Kiwanuka has spoken of such diverse influences as Gene Clark's expansively frazzled 1974 cult classic No Other, Sade and vintage 70s Afrorock from Zambia and Nigeria. To be fair, it's not easy to hear any obvious traces of these references on Small Changes. There are nods towards the deceptive simplicity and sparse, song-accentuating presentation of Kiwanuka's formative influence Bill Withers and the instrumental "Lowdown (Part 2)" offers a soaring tribute to the guitar stylings of Pink Floyd's David Gilmour, while some of the richer arrangements sound like uncharacteristically restrained orchestrations cooked up by, say, David Axelrod. If you strain a little, you might hear echoes of the uncluttered grooves and emotional openness of Curtis Mayfield's Curtis Live. However, Small Changes ultimately sounds unmistakably like a Michael Kiwanuka album.

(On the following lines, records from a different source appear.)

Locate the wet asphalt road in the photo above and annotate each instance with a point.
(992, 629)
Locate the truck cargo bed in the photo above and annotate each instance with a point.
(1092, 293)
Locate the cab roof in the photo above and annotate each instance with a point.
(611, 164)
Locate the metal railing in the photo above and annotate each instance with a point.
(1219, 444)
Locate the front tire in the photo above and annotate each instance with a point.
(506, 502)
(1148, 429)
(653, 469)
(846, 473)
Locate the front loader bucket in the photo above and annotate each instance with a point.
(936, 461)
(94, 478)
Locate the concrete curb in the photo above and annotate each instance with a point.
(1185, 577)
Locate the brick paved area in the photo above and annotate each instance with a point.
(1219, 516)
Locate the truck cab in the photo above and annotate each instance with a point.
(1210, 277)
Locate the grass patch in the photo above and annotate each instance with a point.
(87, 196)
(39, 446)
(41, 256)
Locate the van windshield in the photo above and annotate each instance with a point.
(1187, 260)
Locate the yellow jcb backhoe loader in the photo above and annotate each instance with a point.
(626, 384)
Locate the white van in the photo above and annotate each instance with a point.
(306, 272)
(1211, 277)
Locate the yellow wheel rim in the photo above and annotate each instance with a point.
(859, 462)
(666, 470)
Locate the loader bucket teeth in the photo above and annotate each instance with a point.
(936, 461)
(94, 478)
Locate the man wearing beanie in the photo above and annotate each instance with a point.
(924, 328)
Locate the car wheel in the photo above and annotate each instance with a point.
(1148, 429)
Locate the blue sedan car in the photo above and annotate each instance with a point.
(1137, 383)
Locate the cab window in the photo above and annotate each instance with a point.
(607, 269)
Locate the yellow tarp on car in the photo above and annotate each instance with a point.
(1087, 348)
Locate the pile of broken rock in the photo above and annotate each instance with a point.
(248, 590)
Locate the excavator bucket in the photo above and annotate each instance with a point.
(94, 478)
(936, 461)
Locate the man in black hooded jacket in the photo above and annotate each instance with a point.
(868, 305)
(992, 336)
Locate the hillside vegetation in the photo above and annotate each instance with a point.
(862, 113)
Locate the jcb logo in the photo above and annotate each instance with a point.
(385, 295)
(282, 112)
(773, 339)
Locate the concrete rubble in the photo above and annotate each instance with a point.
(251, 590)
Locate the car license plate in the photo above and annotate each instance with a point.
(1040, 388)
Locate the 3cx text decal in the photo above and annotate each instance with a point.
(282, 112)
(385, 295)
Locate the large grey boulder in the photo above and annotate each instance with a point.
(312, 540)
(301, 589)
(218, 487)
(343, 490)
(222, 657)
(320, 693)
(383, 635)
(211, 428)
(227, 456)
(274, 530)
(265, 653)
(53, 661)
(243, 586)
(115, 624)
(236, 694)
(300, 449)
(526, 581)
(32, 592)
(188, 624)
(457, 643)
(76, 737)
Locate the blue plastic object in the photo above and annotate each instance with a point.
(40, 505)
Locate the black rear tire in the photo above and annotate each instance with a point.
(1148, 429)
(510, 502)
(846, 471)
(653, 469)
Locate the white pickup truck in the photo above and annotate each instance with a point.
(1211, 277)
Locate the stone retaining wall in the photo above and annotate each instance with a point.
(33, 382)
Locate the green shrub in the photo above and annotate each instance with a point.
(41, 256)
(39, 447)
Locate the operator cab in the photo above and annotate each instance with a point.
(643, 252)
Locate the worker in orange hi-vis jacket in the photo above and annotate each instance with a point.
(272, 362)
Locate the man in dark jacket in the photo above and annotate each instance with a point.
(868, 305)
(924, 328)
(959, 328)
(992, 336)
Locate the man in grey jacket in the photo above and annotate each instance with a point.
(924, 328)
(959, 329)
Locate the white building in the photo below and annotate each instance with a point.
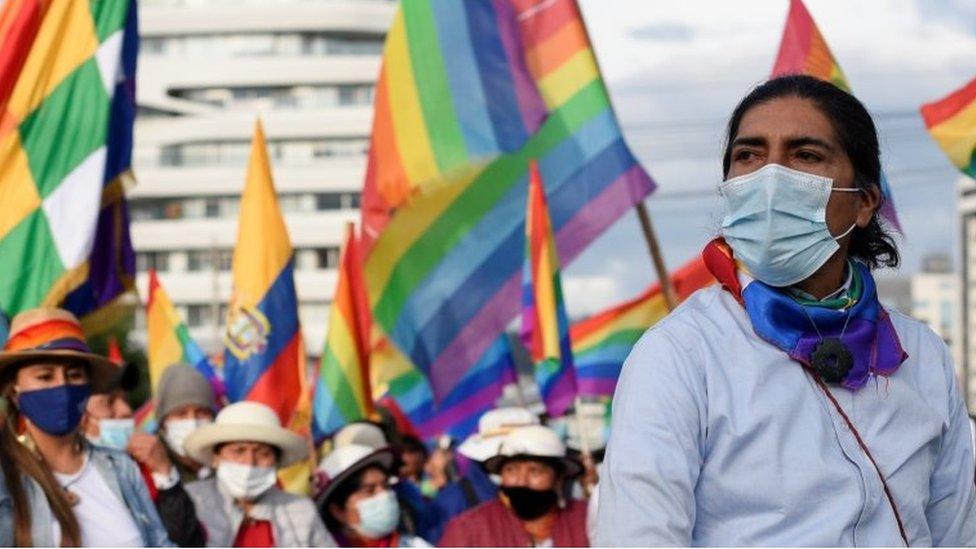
(207, 70)
(935, 300)
(967, 302)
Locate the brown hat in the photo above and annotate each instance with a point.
(43, 334)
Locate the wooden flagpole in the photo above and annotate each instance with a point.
(667, 288)
(670, 298)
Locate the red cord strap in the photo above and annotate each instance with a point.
(864, 447)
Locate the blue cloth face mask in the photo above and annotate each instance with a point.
(776, 223)
(115, 433)
(55, 410)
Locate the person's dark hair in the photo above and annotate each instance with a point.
(412, 444)
(19, 463)
(855, 129)
(340, 496)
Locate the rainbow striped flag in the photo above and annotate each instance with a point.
(264, 355)
(342, 392)
(602, 342)
(67, 105)
(405, 389)
(803, 50)
(169, 341)
(952, 123)
(469, 93)
(545, 326)
(145, 417)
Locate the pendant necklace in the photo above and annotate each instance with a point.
(73, 498)
(831, 358)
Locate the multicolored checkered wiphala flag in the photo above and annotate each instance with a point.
(67, 104)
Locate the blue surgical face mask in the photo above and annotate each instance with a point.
(55, 410)
(115, 433)
(776, 223)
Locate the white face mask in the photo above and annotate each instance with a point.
(378, 515)
(776, 223)
(175, 432)
(245, 481)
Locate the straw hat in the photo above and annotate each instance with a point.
(47, 333)
(346, 461)
(246, 422)
(492, 428)
(536, 442)
(362, 433)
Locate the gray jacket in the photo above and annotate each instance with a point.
(123, 478)
(294, 520)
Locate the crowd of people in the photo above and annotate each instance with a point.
(76, 471)
(783, 406)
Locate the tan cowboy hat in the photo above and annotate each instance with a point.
(534, 442)
(44, 334)
(345, 461)
(246, 422)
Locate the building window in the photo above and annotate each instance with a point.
(199, 315)
(202, 260)
(327, 258)
(284, 151)
(259, 44)
(152, 260)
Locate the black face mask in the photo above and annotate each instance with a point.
(529, 504)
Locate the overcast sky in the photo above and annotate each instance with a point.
(676, 70)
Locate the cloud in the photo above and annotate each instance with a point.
(673, 98)
(664, 32)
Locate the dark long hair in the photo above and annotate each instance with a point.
(18, 464)
(855, 129)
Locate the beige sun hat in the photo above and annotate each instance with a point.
(492, 428)
(536, 442)
(345, 461)
(246, 422)
(363, 433)
(49, 333)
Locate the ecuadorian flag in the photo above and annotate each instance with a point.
(264, 356)
(169, 340)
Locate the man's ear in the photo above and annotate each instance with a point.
(870, 202)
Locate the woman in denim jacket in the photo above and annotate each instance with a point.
(55, 488)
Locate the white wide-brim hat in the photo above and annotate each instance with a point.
(363, 433)
(493, 426)
(534, 442)
(345, 461)
(246, 422)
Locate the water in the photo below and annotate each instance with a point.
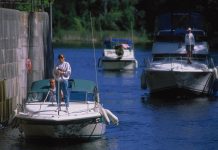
(152, 124)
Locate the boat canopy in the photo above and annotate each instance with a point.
(110, 43)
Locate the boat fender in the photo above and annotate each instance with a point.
(143, 81)
(105, 116)
(215, 72)
(28, 65)
(99, 63)
(119, 51)
(112, 117)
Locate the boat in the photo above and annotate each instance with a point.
(85, 118)
(167, 71)
(118, 54)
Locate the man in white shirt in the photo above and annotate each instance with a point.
(189, 42)
(62, 73)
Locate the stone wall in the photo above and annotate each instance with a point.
(23, 36)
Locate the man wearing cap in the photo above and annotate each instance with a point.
(62, 73)
(189, 42)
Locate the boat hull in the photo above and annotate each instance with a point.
(88, 128)
(118, 64)
(178, 82)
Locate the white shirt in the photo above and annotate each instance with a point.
(65, 67)
(189, 39)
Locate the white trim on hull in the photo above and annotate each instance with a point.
(193, 82)
(83, 129)
(118, 64)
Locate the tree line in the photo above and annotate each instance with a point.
(124, 15)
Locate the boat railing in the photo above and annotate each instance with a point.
(177, 59)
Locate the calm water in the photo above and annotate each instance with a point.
(151, 124)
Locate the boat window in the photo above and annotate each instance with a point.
(81, 96)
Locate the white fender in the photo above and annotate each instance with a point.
(215, 72)
(143, 81)
(103, 112)
(112, 117)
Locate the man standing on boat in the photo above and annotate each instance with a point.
(62, 73)
(189, 43)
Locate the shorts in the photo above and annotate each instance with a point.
(189, 48)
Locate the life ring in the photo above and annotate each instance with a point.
(119, 51)
(28, 64)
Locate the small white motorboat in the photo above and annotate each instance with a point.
(84, 119)
(168, 72)
(118, 54)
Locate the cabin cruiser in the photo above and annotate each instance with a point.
(118, 54)
(85, 118)
(167, 72)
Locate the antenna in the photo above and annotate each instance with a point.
(93, 44)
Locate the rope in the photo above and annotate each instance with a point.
(95, 61)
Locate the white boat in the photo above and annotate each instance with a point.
(118, 54)
(168, 72)
(85, 118)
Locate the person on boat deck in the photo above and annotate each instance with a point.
(189, 43)
(63, 72)
(52, 91)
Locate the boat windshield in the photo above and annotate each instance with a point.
(111, 43)
(37, 96)
(178, 35)
(81, 96)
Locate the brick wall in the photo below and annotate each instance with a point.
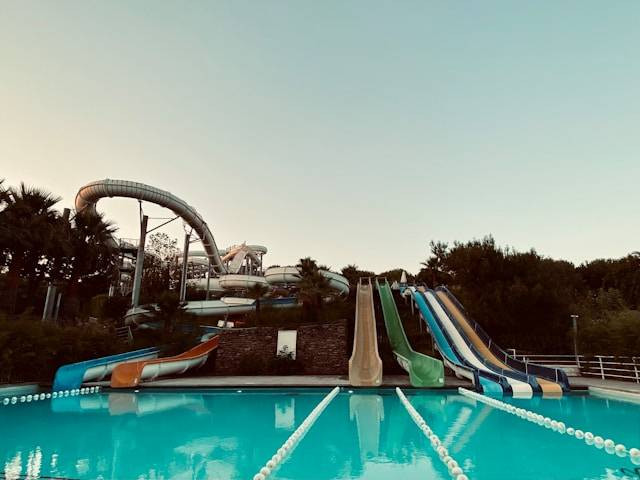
(321, 350)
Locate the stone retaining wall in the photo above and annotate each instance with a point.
(321, 350)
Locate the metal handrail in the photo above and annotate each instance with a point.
(603, 366)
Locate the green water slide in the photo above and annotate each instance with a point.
(423, 371)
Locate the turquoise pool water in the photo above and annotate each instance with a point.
(363, 435)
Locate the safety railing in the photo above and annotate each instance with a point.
(599, 366)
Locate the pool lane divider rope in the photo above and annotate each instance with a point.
(7, 401)
(589, 438)
(290, 444)
(454, 468)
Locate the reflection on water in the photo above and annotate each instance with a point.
(363, 435)
(285, 414)
(368, 412)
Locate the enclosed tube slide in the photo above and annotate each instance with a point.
(131, 374)
(88, 196)
(519, 388)
(423, 371)
(551, 381)
(72, 376)
(365, 366)
(483, 381)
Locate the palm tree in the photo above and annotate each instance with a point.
(257, 291)
(29, 233)
(313, 286)
(92, 253)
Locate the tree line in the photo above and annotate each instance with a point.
(525, 300)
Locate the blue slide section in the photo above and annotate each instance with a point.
(71, 376)
(486, 382)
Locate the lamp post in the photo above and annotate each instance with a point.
(574, 319)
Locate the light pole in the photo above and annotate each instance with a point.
(574, 319)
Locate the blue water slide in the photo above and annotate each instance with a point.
(72, 375)
(483, 381)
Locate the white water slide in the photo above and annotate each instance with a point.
(520, 389)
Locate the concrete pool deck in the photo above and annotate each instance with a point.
(248, 381)
(279, 381)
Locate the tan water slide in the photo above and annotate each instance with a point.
(548, 387)
(365, 366)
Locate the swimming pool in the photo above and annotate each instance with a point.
(214, 434)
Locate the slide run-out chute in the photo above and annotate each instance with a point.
(365, 365)
(423, 370)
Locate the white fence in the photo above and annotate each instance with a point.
(600, 366)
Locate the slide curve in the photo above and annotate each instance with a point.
(72, 376)
(551, 381)
(423, 370)
(131, 374)
(486, 382)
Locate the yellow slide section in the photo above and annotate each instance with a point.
(127, 375)
(365, 366)
(548, 387)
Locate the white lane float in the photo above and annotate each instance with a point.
(589, 438)
(289, 445)
(454, 468)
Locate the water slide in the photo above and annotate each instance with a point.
(518, 384)
(72, 376)
(88, 196)
(551, 381)
(129, 375)
(423, 371)
(365, 366)
(484, 381)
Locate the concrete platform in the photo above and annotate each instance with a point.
(309, 381)
(279, 381)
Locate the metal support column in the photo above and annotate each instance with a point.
(185, 261)
(208, 278)
(137, 279)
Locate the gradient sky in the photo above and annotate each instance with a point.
(350, 131)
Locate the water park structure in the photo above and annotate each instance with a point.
(426, 401)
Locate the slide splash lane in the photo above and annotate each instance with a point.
(365, 366)
(131, 374)
(423, 371)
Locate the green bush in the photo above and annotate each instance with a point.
(31, 350)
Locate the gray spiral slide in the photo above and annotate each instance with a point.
(88, 196)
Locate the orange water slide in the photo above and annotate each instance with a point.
(130, 374)
(548, 387)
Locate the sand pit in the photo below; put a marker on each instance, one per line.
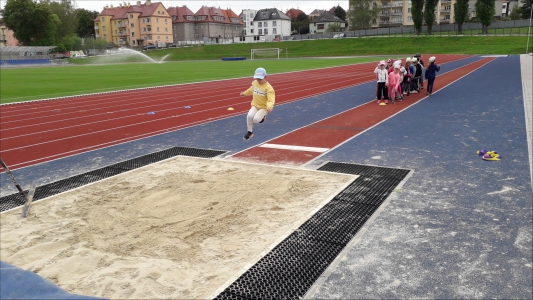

There are also hints of the rare and potent mix of sparse presentation and epic aspirations of such recent Sault records as 11. Which is perhaps unsurprising, as Small Changes again finds Kiwanuka working with producers and multi-instumentalists Inflo (Sault, Cleo Sol) and Dangermouse (Gnarls Harkley), continuing a winning streak that with 2016's creative breakthrough Love & Hate. Although the trio keep the proceedings uncluttered, Small Changes finds plenty of arresting nuances, hooks and rhythmically vibrant detail to elevate these often overcast tunes, predominantly infused by heavy themes of self-doubt, anxiety and striving for self-improvement. The subtly soaring opener "Floating Parade" rests on a restlessly bubbling groove, while the warm tones of a Fender Rhodes catapults the title track (an instant classic) to even loftier heights of loveliness. The haunted, quietly majestic "Four Long Years" could conceivably have been cut at Stax Studios.

Small Changes manages the rare feat of being a beautifully crafted singer-songwriter album in the classic mould without paying audible tribute to any of its classic inspirations, or succumbing to mere tasteful politeness: an album that's informed by the past while sounding unmistakably now.